Hacia 1909, el padre Constant Falher, o.m.i., sugirió que se diera a esta misión el nombre de Grouard, en honor de Mons. Emile Grouard, vicario apostólico de Athabaska. Los canadienses franceses abundaban en este sentido. Los mestizos, en cambio, a pesar de su gran afecto por su “Gran Orador”, no parecían muy encantados con esta proposición. Un nombre difícil de pronunciar. En cuanto a los ingleses protestantes del lugar, habrían preferido un nombre que sonara como inglés, pero esperando convencer a los Cris, propusieron un nombre lleno de dulzura: “Mionouk”, que significa lugar hermoso.

Un voto quedado célebre
Un habitante del lugar, Armand Gariépy, que se hizo jesuita más tarde, relató la tumultuosa asamblea que tuvo lugar a este propósito. Se iba a votar. Una cábala elevada hizo aumentar rápidamente el interés al máximo. Unos mestizos pensaron también que Mons. Grouard se presentaba como diputado contra Mionouk…

 

“Llega la noche del voto. Se ve a un joven mestizo que se levanta: “Mons. Grouard me enseñó el catecismo y mis oraciones y me enseñó también a leer. Hace cincuenta años que está entre nosotros y que trabaja para instruirnos. ¿Mionouk qué hizo para nosotros? Otro añade: “Si sé algo en los libros, es gracias a Mons. Grouard. Por eso yo voto por él”. El nombre de Grouard parece ser el más favorito. Sin embargo, el presidente de la asamblea, al mismo tiempo buen ciudadano y excelente orador en inglés y en cri, está a favor de Mionouk. La tensión sube. Los espíritus se acaloran. Viéndose perdidos, los opositores tratan de impedir el voto pidiendo guardar el viejo nombre de Lesser Slave Lake. La discusión sigue hasta las dos de la madrugada.

Consecuencias inesperadas
En fin, llega la hora de votar. Todos los católicos, excepto uno, votan por Grouard. “Todavía tenemos sangre francesa en las venas”, grita un canadiense francés. Otro, llorando de rabia, contesta: “No quiero quedarme en un lugar que lleva el nombre de un obispo católico”. El herrero de Grouard no puede retener su entusiasmo: “Aunque fuera sólo para la asamblea de esta noche, dice, estoy contento por haber venido al Norte”.

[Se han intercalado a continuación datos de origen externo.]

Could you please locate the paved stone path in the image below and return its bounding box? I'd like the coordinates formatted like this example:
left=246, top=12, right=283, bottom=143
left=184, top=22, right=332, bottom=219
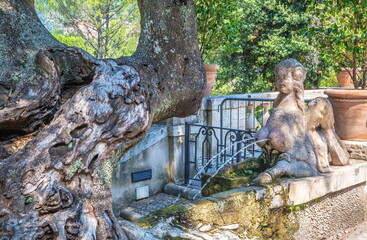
left=120, top=193, right=190, bottom=221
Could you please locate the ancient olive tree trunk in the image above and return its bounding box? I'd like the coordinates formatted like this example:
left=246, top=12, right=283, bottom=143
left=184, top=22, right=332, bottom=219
left=0, top=0, right=205, bottom=239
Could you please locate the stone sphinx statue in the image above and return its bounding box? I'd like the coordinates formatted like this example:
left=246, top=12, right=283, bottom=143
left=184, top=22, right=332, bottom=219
left=254, top=59, right=349, bottom=184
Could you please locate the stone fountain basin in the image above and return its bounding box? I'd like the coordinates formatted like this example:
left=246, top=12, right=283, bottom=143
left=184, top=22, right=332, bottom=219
left=201, top=173, right=253, bottom=197
left=201, top=158, right=260, bottom=196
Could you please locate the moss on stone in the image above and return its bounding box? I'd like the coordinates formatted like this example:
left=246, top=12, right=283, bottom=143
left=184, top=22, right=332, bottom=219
left=134, top=204, right=188, bottom=229
left=140, top=188, right=300, bottom=239
left=201, top=158, right=260, bottom=196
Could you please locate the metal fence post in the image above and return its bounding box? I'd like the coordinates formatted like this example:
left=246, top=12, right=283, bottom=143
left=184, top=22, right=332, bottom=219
left=184, top=122, right=190, bottom=185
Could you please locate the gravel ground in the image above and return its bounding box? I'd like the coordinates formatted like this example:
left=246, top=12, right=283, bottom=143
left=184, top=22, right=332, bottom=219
left=327, top=221, right=367, bottom=240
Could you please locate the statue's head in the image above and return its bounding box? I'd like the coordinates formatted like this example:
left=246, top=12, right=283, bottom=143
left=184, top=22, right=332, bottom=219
left=275, top=59, right=306, bottom=94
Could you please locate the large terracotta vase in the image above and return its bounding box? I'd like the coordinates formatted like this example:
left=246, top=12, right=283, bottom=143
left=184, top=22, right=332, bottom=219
left=325, top=89, right=367, bottom=140
left=336, top=68, right=354, bottom=88
left=203, top=64, right=220, bottom=97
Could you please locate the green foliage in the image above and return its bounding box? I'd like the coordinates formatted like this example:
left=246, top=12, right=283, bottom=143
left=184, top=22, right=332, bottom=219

Mons. Grouard tuvo que aceptar el hecho cumplido: “Esto se hizo a mis espaldas, escribe en sus Memorias; soy totalmente inocente de toda pretensión de este tipo”. De hecho, después de sus bodas de oro, había salido a visitar el lago Esturgeon. A su vuelta, una semana más tarde, todo estaba hecho: su ciudad episcopal había cambiado el nombre. Se llamaba Grouard.